Pass an optional config object to choose any supported LLM or connect the agent to your own database. All fields are optional — omit config entirely to use server defaults (GPT-4o + server Postgres).
{
  "query": "What is our portfolio exposure to NVDA risk factors?",
  "config": {
    "llm_provider": "anthropic",
    "llm_model": "claude-opus-4-6",
    "db_connection_string": "postgresql://user:pass@your-db.com:5432/portfolio"
  }
}

LLM Providers

OpenAI (GPT-4o) or Anthropic (Claude). Switch per request with no redeployment.

Database Connections

Connect PostgreSQL, MySQL, MariaDB, MongoDB, or Oracle.
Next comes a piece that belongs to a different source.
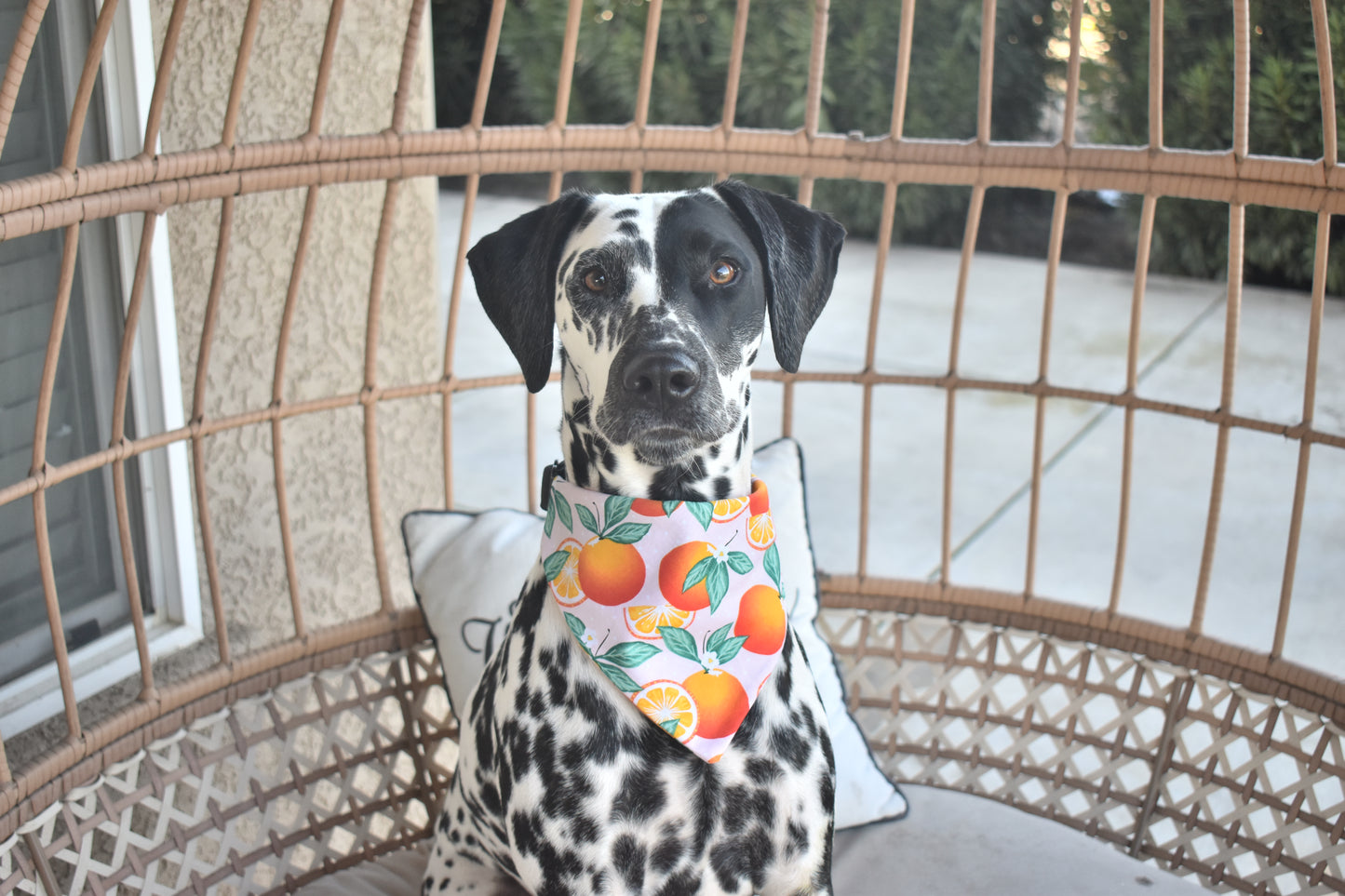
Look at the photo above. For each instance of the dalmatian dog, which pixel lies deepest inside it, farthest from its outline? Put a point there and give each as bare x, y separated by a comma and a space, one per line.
562, 786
The agent queries your data alongside SEC filings.
See the Agent Configuration guide for API key setup, connection string formats, read-only user instructions, and security best practices.

Citation scheme

BracketSourceList in response
[S1], [S2], …SEC filing chunks from retrieve_from_filingsources[]
[W1], [W2], …Web results from web_searchweb_sources[] source_type: "web"
[N1], [N2], …News results from news_searchweb_sources[] source_type: "news"
Numbers are sequential across all tool calls — [S1] and [S2] from two different retrieve_from_filing calls on different filings both appear in sources[] in order.